Sampling and Estimation Methodology for Hidden Populations
Hidden populations, also referred to as hard-to-reach or hard-to-sample populations, are characterized by the difficulty researchers face in accessing them. Members of hidden populations often cannot be reached using conventional sampling techniques, as sampling frames and contact information are unavailable. They may practice stigmatized or illegal behaviors, often have low trust for researchers, and are relatively rare with respect to the general population. Examples of hidden populations include LGBTQ individuals, sex workers, those experiencing homelessness, migrants/internally displaced persons, people who inject drugs, trafficked persons, and others. Members of hidden populations are some of the most vulnerable to and share some of the highest burden from infectious diseases such as HIV/AIDS, substance misuse, and related behavioral health issues. Understanding the needs of these populations is an important part of epidemiological, demographic, and public health research. I have worked specifically on a peer-recruitment sampling method called respondent-driven sampling (RDS) and associated estimation methodologies, including a rational-choice model for the sampling mechanism. These methodologies allow for better inferences to be gained from surveys of hidden populations.

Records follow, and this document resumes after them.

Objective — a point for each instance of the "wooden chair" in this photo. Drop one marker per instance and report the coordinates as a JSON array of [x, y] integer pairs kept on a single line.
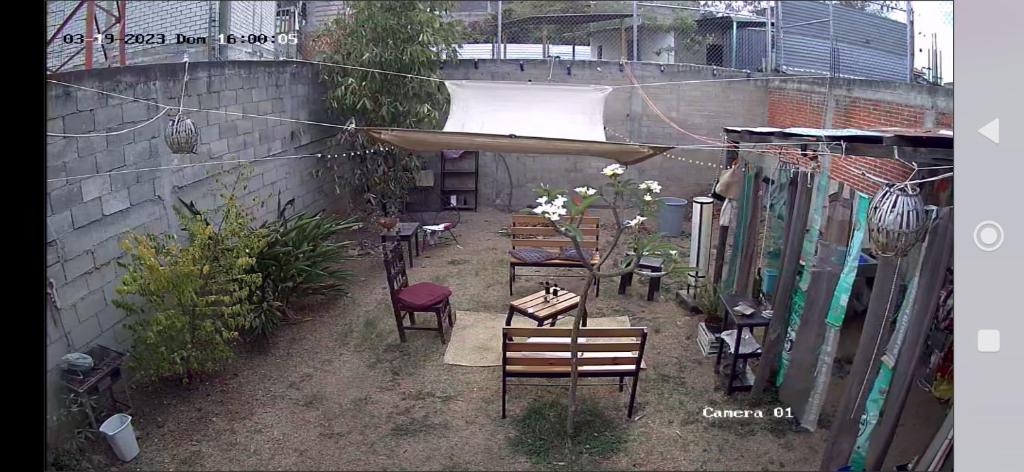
[[411, 299], [607, 352], [535, 231]]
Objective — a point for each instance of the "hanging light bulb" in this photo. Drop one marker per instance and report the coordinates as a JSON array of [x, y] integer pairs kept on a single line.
[[896, 220], [181, 135]]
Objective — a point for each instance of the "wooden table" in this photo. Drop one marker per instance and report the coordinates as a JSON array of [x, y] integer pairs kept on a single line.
[[739, 322], [408, 232], [537, 308], [105, 372], [647, 264]]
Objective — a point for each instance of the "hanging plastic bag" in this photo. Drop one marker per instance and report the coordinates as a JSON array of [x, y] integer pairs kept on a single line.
[[730, 183]]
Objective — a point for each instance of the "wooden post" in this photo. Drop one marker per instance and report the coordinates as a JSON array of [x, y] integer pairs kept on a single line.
[[935, 259], [877, 329], [90, 15], [796, 231], [731, 156], [747, 264]]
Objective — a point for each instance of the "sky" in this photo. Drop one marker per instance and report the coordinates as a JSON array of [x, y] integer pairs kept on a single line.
[[929, 17]]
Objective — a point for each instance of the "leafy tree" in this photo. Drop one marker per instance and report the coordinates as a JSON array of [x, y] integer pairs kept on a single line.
[[411, 38], [187, 302]]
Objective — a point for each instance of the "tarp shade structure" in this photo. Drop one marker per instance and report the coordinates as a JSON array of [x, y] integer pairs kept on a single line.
[[522, 118]]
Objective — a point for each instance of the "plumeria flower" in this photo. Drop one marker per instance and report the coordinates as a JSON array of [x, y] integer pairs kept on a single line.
[[635, 221], [613, 169], [552, 212], [651, 185], [586, 190]]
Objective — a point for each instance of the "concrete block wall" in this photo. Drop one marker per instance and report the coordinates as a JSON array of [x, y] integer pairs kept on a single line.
[[701, 109], [87, 217], [193, 18], [862, 104]]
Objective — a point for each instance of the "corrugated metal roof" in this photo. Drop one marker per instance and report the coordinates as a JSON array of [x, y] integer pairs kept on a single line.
[[568, 18], [928, 137], [869, 46]]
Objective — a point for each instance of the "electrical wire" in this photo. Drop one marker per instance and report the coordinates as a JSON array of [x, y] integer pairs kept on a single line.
[[179, 166], [161, 114], [378, 71], [698, 81]]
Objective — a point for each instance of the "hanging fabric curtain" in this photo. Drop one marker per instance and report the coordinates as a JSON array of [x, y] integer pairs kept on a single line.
[[837, 312], [807, 260], [522, 118]]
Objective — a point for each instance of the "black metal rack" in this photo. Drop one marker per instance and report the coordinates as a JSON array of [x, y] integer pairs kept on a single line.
[[460, 177]]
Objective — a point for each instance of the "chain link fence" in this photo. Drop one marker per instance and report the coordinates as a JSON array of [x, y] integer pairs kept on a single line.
[[882, 40], [853, 39]]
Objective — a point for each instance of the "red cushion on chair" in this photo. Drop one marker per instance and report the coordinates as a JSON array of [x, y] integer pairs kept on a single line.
[[423, 295]]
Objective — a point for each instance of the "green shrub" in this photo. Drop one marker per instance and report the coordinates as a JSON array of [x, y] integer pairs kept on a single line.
[[187, 303], [300, 259]]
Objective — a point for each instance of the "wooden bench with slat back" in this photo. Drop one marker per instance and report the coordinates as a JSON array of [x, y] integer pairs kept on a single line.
[[545, 352], [536, 231]]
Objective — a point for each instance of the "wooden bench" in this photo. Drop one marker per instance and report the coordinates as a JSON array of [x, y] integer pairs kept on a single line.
[[536, 231], [545, 352]]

Estimating the Size of Hidden Populations
Members of hidden populations often cannot be reached using conventional sampling techniques, as sampling frames and contact information are unavailable, and so basic population-level information such as N, the overall population size is often unknown. Population size is essential as it is used as a denominator in many analyses including some types of prevalence estimation. In this area, I have developed novel estimators and analysis methodologies related to successive sampling population size estimation (SS-PSE). The imputed visibility modification to SS-PSE incorporates a measurement error model for self-reported social network sizes and allows for improved estimation in many situations. The extension for clustered hidden populations allows for the scenario where there are bottlenecks in the underlying social network. Finally, the capture-recapture extension improves estimation by utilizing data from two RDS surveys. These methods allow for improved estimation of the size of hidden populations sampled using respondent-driven sampling (RDS). I have applied and tested these methods in a number of settings worldwide.

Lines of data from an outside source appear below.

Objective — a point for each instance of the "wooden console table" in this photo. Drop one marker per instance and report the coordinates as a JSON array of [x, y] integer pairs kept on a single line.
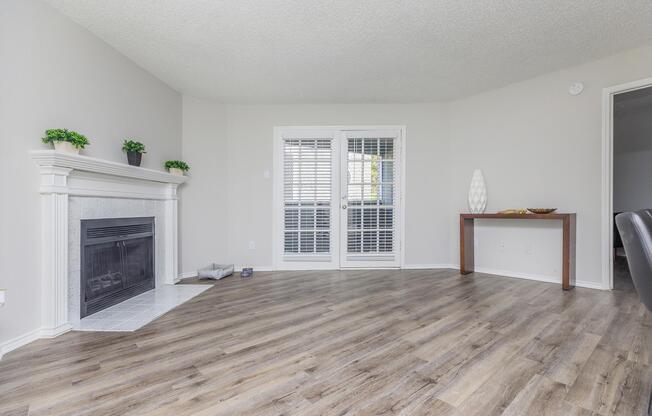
[[568, 241]]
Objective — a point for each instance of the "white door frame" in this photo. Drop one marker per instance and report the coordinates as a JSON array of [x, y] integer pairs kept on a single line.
[[278, 189], [607, 174]]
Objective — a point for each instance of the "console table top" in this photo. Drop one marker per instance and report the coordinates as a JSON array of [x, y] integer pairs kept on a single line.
[[552, 216]]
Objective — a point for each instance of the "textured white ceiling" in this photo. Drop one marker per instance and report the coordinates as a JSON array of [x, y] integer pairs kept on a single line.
[[358, 50]]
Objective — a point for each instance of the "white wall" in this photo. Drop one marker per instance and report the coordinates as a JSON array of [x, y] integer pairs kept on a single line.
[[54, 74], [249, 194], [203, 206], [538, 146], [633, 160]]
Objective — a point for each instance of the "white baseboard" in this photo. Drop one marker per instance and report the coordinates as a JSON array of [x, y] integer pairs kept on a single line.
[[590, 285], [429, 266], [31, 336]]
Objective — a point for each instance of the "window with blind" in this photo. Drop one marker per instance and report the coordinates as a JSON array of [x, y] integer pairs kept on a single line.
[[307, 187]]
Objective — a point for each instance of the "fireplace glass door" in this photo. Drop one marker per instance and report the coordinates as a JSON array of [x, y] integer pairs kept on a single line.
[[117, 261]]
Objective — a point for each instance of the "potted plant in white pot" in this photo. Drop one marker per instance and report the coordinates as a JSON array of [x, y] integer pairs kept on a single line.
[[134, 151], [65, 140], [177, 167]]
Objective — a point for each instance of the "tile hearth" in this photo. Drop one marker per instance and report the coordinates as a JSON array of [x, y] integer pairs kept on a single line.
[[138, 311]]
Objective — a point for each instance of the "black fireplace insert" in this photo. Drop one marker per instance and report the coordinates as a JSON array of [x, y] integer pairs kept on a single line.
[[117, 261]]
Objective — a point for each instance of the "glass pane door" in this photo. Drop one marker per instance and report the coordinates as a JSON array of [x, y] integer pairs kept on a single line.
[[369, 200]]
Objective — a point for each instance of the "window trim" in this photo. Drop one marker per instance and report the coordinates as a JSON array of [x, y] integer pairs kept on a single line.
[[281, 261]]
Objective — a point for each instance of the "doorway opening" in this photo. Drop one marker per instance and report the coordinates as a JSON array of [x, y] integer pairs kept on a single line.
[[627, 167]]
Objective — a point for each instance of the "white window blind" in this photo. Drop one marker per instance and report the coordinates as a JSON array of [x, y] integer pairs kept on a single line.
[[307, 183]]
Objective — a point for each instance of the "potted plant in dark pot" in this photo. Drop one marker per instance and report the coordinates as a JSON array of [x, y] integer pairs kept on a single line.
[[134, 151], [65, 140], [177, 167]]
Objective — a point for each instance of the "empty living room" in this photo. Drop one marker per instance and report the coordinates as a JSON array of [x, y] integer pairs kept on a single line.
[[326, 207]]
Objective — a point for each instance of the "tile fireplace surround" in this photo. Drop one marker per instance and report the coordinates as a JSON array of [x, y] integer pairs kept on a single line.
[[75, 187]]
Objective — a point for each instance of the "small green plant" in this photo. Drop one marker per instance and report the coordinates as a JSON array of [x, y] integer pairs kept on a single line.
[[178, 164], [130, 145], [64, 135]]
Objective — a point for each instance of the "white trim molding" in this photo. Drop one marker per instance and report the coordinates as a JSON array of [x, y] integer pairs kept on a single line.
[[64, 175], [607, 175]]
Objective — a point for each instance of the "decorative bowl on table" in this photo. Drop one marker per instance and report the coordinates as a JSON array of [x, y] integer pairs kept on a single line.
[[542, 210]]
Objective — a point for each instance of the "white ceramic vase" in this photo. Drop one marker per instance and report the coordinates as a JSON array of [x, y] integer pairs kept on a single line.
[[65, 147], [176, 171], [477, 193]]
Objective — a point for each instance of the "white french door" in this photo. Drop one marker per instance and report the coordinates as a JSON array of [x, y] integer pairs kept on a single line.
[[338, 198], [369, 187]]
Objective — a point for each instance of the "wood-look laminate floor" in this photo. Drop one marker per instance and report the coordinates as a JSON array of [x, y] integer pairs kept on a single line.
[[356, 342]]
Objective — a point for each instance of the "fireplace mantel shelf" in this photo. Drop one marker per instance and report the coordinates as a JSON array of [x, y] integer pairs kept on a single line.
[[52, 158]]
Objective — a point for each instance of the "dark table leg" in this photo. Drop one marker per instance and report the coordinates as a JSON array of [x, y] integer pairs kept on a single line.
[[466, 245], [568, 255]]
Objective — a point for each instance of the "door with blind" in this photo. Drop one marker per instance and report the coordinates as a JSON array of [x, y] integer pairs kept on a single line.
[[369, 193], [337, 200]]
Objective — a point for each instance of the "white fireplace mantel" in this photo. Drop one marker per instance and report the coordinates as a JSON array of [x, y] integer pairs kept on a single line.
[[63, 175]]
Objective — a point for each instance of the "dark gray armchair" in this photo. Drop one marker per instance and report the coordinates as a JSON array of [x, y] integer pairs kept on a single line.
[[636, 232]]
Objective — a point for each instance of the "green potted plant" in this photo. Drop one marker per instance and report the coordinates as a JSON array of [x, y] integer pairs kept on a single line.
[[65, 140], [177, 167], [134, 151]]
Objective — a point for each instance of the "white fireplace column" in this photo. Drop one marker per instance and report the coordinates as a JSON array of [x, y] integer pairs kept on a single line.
[[54, 250], [65, 175]]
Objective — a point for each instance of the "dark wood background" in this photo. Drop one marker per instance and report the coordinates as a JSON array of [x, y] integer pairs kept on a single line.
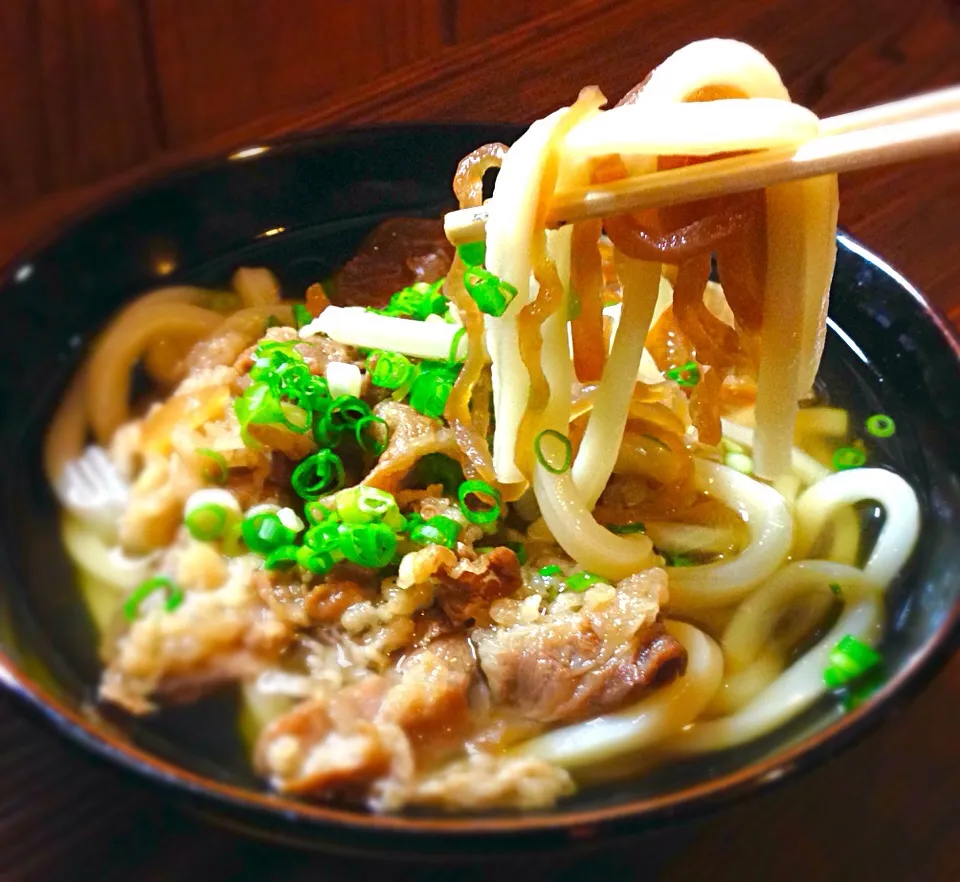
[[95, 94]]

Targeted Sampling Methodology for COVID-19 in Communities
I helped develop a targeted random door-to-door sampling method informed by community wastewater measurements (wastewater-based epidemiology) that was implemented in two communities in Oregon in 2021. The sampling design is a three-stage design with strata informed by microsewershed boundaries, clusters corresponding to one or more adjacent census blocks selected with probability proportional to size, and systematic sampling of housing units within clusters. This design is intended to allow the allocation of field teams collecting nasal swabs such that an unbiased prevalence estimate can be obtained while attempting to discover positive individuals. Prevalence estimates from our work helped inform community health decisions and Oregon’s tiered reopening plan. I have worked as a co-PI of community-engaged projects to help detect and mitigate the spread of COVID-19 and other pathogens with the goal of creating pandemic resilient cities.

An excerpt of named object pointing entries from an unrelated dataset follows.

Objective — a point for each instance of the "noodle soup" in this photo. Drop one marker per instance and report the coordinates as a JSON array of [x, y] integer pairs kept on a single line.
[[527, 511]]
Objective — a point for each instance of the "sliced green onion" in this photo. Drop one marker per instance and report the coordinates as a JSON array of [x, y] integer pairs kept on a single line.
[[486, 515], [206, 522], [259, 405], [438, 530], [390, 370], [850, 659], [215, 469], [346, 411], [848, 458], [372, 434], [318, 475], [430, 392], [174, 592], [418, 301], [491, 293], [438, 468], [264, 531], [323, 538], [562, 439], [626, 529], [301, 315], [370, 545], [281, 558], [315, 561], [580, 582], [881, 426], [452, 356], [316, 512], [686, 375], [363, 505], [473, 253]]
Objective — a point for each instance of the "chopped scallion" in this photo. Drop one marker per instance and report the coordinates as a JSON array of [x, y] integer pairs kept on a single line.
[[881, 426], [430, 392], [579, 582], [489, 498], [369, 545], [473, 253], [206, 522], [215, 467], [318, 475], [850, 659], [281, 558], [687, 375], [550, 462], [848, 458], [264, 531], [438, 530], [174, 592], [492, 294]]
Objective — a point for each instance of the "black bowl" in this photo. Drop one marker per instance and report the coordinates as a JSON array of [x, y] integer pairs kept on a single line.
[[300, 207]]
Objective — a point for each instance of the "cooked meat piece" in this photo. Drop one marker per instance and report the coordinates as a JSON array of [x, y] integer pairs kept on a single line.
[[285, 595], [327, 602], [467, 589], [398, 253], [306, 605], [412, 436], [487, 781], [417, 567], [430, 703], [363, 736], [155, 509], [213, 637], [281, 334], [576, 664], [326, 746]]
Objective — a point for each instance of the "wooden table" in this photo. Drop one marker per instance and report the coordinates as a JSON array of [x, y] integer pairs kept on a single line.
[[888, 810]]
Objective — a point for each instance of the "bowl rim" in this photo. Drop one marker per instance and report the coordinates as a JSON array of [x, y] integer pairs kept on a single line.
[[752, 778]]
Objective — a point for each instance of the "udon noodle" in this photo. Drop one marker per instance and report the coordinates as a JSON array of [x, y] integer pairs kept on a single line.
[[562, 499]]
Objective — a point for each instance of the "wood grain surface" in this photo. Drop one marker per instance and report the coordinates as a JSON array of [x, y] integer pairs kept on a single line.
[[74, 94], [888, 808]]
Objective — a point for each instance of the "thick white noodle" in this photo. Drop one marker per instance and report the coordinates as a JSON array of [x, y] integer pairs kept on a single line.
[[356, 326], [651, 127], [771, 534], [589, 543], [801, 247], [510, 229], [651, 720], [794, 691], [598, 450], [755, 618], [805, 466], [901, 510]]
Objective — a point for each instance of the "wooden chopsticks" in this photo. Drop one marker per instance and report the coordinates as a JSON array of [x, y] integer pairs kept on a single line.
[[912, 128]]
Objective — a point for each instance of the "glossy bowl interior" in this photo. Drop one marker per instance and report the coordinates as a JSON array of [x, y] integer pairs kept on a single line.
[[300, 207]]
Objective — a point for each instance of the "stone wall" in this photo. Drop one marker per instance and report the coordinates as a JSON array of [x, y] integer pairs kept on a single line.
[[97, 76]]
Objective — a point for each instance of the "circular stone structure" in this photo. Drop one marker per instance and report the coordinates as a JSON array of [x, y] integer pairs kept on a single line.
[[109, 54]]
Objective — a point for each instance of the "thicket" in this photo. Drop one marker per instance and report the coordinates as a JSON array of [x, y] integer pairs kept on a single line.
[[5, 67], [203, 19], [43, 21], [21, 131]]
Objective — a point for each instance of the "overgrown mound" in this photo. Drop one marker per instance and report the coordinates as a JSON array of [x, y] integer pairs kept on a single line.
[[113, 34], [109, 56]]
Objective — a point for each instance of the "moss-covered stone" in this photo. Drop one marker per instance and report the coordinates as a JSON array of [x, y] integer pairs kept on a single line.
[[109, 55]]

Network Methodology for Social Sciences
I am broadly interested in network analysis for social sciences, focusing on missing data and measurement error issues in the context of dependent data and sampling challenges that arise for networks. Social network data present issues for traditional analysis because of the complex dependencies that exist between individuals as well as the propensity for measurement error that can induce bias. With co-authors from a variety of disciplines, I have developed a model for error-prone responses due to memory recall in the context of academic collaboration networks, a method to assess trends in co-publication disparities by race and gender over time among academics, and modeled the effect of resource diversity and productivity on household position in Alaskan food sharing networks.
Collaborative Research in Agricultural Sciences
As an applied statistician, I collaborate on a number of interdisciplinary projects and provide support for statistical modeling and analysis, particularly using linear mixed effects models. I highlight results from long-term collaborations in the areas of crop and soil science and horticulture.